To model slot performance, perform the following steps:

  1. In the Cloud Console, open the BigQuery page.

    Go to BigQuery

  2. Select your administration project.

    1. Click the Select from drop-down list at the top of the page.
    2. In the Select from window that appears, select your project.
  3. In the navigation panel, go to the Reservations section.

  4. Click the Slot estimator tab.

  5. In the Break down drop-down, select "Entire organization" or a particular reservation. If you select a reservation, the model includes the number of idle slots that the reservation was able to borrow at any given time.

  6. In the Model with additional slots drop-down, select one or more values of slots to model and click OK.
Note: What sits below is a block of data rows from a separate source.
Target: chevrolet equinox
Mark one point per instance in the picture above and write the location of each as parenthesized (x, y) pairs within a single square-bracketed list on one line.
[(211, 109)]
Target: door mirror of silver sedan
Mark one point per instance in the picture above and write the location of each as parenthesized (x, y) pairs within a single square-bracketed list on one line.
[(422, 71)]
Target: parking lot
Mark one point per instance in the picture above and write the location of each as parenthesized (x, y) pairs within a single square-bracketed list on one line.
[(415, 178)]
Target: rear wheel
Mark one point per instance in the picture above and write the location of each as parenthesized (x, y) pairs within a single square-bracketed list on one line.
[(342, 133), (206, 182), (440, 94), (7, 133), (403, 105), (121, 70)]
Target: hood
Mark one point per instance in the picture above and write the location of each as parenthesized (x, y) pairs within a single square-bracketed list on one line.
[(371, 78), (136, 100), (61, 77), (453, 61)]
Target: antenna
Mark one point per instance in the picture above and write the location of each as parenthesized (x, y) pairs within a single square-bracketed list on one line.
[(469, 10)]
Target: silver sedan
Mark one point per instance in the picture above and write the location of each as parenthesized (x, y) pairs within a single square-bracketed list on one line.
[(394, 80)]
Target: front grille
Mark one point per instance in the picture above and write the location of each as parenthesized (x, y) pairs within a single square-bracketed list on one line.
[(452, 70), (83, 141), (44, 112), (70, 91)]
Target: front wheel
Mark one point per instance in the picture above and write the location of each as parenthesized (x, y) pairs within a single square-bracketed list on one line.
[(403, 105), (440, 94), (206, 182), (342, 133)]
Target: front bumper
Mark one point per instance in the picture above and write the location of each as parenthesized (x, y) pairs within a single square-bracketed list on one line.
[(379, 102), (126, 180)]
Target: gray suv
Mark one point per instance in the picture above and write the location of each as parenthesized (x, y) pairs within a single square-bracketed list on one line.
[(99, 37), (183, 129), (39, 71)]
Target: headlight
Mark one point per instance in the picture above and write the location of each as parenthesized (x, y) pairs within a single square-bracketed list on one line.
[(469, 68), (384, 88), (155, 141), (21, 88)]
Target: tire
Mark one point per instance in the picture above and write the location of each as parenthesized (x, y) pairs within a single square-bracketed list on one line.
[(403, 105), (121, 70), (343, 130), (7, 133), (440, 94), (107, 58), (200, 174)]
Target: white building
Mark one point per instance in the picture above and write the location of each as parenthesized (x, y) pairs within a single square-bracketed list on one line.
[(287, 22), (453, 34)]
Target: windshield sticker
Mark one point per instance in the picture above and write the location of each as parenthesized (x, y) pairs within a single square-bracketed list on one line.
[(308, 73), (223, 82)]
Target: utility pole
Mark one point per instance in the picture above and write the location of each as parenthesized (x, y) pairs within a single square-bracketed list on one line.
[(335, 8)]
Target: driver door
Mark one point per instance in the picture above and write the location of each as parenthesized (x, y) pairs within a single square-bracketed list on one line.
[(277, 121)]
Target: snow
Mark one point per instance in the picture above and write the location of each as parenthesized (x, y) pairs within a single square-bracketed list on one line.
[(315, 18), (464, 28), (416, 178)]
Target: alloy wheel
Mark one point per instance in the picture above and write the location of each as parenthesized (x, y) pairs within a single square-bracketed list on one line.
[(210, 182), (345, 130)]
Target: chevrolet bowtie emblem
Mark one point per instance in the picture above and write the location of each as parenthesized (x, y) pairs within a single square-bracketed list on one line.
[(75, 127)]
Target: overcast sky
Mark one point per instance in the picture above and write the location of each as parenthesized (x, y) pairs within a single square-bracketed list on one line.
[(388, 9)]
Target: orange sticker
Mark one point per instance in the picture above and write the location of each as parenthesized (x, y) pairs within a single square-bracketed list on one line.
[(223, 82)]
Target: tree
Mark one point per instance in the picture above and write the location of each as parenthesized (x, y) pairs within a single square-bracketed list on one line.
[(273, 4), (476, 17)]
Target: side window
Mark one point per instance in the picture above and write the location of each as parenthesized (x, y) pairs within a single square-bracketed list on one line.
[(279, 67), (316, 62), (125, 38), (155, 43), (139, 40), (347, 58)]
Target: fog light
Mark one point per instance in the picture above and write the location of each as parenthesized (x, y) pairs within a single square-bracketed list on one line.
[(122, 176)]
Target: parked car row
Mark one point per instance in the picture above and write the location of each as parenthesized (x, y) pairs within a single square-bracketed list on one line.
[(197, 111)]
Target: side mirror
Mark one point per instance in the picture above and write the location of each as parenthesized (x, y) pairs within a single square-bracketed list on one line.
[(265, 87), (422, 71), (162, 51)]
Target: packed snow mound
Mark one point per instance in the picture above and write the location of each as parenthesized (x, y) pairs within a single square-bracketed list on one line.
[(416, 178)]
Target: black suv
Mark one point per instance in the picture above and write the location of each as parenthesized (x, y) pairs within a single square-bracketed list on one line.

The table under Changes in job performance with additional slots shows job performance data from the past seven days, along with the estimated change in performance from adding or removing slots. The data is grouped into percentiles by job duration for all jobs that ran in the selected time frame.

Slot modeling

The performance data is broken down by percentile. The table splits the data into at most 12 buckets: P10 through P90, plus P95, P99, and P100. The P100 bucket represents the top 1% of jobs that took the longest time to run; P99 includes the top 96% to 99%; P95 includes the top 91% to 95%; P90 includes 81% to 90%; and so forth. Depending on the data, the table may group the data into fewer buckets. In that case, the table contains fewer rows.

For each percentile bucket, the table shows the following information:

  • Job duration percentile: The percentile bucket for this row.
  • Average job duration: The average time that jobs in that percentile bucket took to run.
  • Number of jobs: The number of jobs in that percentile bucket.
  • For each model, the estimated average duration for jobs in that percentile.

The table also lists an estimated "7-day change" statistic for each model. This value is the estimated change in total hours spent processing the jobs in the seven-day history at different slot capacities.

Permissions

To use the slot estimator, you need the bigquery.reservations.list and bigquery.reservationsAssignments.list Identity and Access Management (IAM) permissions on the administration project.

For more information about IAM roles in BigQuery, see Predefined roles and permissions.

Pricing

During the Preview period, there is no charge for using the slot estimator.

Limitations

  • The slot estimator only works with reserved slots. On-demand slots are not shown.
  • Data is limited to the past seven days. To use the slot estimator, you must have existing Reservations usage in the past seven days.
  • The models do not include ML_EXTERNAL assignments. If a large percentage of your slots are used for ML_EXTERNAL assignments, then the modeled results will be less accurate.